Все «демоническое» в человеке совершается под знаком Двух, а все божественное — под знаком Трех: две в человеке борющиеся, противоположные, низшие истины примиряются в Третьей Истине, высшей, — в Боге. «Два порядка» низших — плоть и дух — соединяются в «Третьем Порядке», высшем, — в «Любви», «le Troisième Ordre de la Charité».



«Что значит для нас этот религиозный опыт Паскаля, верно и глубоко понял родственный ему по духу человек наших дней, христианин и математик Эмиль Бутру: „Все — едино, одно в другом, как три Лица Троицы“, — эти слова Паскаля озаряют, как молния, весь наш кругозор».

Так же, как тело человека движется в трех измерениях пространственных, — движется и душа его в трех Измерениях Божественных — Отца, Сына и Духа; так, как действует закон мирового тяготения физического на тело человека, — действует и на душу его закон мирового тяготения духовного; вот почему все, кто движутся только в двух измерениях — в плоскости, как будто нет ни глубины, ни высоты, — раздавливаются тяжестью или проваливаются в пустоту. Это и происходит с людьми наших дней везде, а в России, в «Царстве Плоских», под «плющильным молотом» коммунистов, больше чем где-либо.

«Бесы», вошедшие в русский народ, могут быть изгнаны из него только заклятием Трех, которым Гете-Фауст заклинает своего двойника Мефистофеля:

Верно угадал Пифагор, что миром правит Число: «музыка сфер» есть божественная, в движении солнца и атомов звучащая математика. Люди наших дней оглохли к музыке сфер, но лучше Пифагора знают, что правящие миром законы механики, физики, химии, а может быть, и биологии выражаются в математических символах — числах.

Символ войны — число Два: два сословия, богатые и бедные, — в экономике; два народа, свой и чужой, — в политике; два начала, плоть и дух, — в этике; два мира, этот и тот, — в метафизике; два бога, человек и Бог, — в религии. Всюду Два, и между Двумя — война бесконечная. Чтобы кончилась война, нужно, чтобы Два соединились в Третьем: два класса — в народе, два народа — во всемирности, две этики — в святости, две религии, человеческая и божеская, — в Богочеловеческой. Всюду два низших начала соединяются в Третьем, высшем, так, что они уже Одно в Трех и Три в Одном. Это и значит: математический символ вечного мира — число Три. Если правящее миром число — Два, то мир всегда будет тем, что он сейчас, — бесконечной войной; а если — Три, то когда-нибудь кончится в мире война и наступит вечный мир.

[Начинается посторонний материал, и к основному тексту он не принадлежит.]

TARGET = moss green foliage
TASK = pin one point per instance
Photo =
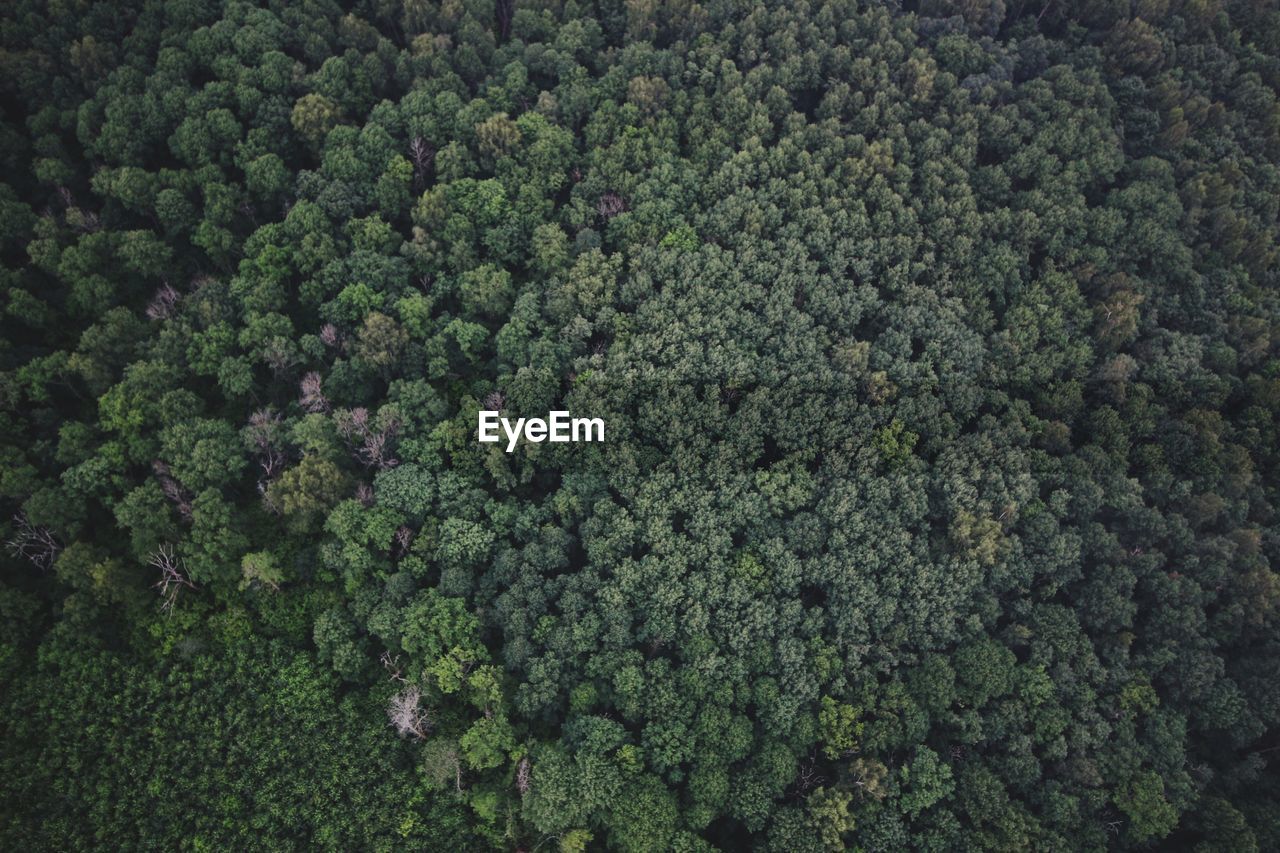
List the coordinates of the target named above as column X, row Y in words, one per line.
column 937, row 347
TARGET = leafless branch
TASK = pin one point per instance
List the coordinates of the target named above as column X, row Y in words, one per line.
column 33, row 543
column 406, row 714
column 173, row 575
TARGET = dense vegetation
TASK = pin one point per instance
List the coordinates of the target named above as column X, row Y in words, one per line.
column 937, row 346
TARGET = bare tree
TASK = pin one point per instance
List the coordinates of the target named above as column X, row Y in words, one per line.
column 312, row 396
column 329, row 334
column 611, row 205
column 522, row 775
column 423, row 156
column 406, row 714
column 163, row 304
column 33, row 543
column 403, row 539
column 263, row 430
column 173, row 576
column 371, row 447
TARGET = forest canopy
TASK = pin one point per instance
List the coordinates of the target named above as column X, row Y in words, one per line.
column 938, row 345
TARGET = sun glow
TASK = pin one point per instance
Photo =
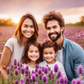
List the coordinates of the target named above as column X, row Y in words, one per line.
column 15, row 20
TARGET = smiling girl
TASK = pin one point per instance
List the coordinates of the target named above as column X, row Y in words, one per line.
column 26, row 31
column 32, row 55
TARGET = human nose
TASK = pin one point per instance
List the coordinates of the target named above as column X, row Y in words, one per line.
column 28, row 29
column 52, row 30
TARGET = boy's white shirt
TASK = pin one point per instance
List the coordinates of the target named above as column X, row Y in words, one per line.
column 61, row 68
column 30, row 68
column 59, row 56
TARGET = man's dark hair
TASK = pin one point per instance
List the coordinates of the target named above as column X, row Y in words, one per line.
column 49, row 44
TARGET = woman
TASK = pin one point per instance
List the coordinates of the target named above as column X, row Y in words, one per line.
column 26, row 31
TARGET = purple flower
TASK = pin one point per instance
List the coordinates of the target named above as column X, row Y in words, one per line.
column 0, row 71
column 12, row 66
column 42, row 73
column 55, row 68
column 80, row 69
column 26, row 72
column 73, row 81
column 58, row 74
column 42, row 68
column 18, row 63
column 53, row 76
column 36, row 82
column 45, row 69
column 0, row 53
column 49, row 68
column 16, row 72
column 65, row 80
column 27, row 68
column 49, row 75
column 40, row 76
column 22, row 70
column 36, row 74
column 37, row 65
column 16, row 81
column 78, row 81
column 27, row 79
column 8, row 70
column 33, row 71
column 44, row 78
column 15, row 66
column 15, row 62
column 39, row 70
column 33, row 77
column 22, row 81
column 61, row 80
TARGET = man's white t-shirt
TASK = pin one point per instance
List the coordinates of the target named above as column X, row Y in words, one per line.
column 16, row 49
column 59, row 56
column 61, row 68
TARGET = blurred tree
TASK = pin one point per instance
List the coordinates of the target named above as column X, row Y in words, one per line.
column 6, row 22
column 82, row 19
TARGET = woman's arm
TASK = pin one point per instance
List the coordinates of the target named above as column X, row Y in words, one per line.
column 5, row 58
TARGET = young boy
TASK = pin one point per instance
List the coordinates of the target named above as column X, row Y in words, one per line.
column 49, row 50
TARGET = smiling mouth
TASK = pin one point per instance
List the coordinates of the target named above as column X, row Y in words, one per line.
column 34, row 57
column 53, row 35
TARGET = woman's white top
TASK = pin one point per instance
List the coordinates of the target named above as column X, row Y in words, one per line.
column 16, row 49
column 30, row 68
column 60, row 66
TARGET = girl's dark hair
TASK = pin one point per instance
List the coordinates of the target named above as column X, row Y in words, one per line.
column 49, row 44
column 53, row 15
column 25, row 58
column 18, row 34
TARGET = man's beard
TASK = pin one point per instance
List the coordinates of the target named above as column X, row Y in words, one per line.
column 54, row 38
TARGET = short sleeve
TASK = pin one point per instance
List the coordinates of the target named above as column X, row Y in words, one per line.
column 9, row 44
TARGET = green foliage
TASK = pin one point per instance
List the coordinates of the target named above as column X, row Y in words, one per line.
column 6, row 22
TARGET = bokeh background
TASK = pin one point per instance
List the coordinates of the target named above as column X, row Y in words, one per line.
column 72, row 11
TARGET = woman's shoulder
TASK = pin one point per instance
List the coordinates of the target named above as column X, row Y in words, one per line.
column 12, row 39
column 42, row 63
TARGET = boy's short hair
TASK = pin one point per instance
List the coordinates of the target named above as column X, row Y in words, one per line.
column 49, row 44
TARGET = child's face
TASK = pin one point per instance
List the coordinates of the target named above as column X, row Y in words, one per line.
column 33, row 53
column 49, row 55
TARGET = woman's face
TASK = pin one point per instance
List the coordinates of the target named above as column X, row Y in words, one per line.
column 27, row 28
column 33, row 53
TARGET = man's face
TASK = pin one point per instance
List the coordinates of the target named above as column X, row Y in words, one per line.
column 49, row 55
column 53, row 29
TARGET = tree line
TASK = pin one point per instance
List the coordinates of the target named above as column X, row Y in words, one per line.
column 6, row 22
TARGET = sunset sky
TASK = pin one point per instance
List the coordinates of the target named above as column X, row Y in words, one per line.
column 71, row 10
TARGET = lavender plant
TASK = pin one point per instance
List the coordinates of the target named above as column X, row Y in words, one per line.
column 18, row 74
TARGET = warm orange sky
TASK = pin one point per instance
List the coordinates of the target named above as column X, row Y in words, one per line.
column 71, row 10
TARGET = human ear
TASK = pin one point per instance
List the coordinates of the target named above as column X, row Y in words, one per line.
column 55, row 53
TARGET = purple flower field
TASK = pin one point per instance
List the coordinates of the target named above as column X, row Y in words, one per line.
column 73, row 33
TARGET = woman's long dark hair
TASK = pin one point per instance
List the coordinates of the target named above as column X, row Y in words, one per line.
column 18, row 34
column 25, row 58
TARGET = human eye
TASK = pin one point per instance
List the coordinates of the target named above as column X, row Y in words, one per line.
column 54, row 26
column 50, row 52
column 25, row 25
column 45, row 53
column 31, row 26
column 31, row 51
column 36, row 51
column 48, row 28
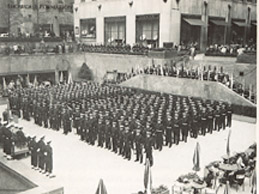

«Три в одном — Отец, Сын и Дух Святой — есть начало всех чудес», по слову Данте, — и величайшего и для нас нужнейшего из всех чудес — Мира. О, если бы люди наших дней, пред лицом второй Великой войны — возможной гибели всего христианского человечества — поняли, что единственный для них путь спасения — этот: не война, а мир, — не Два, а Три.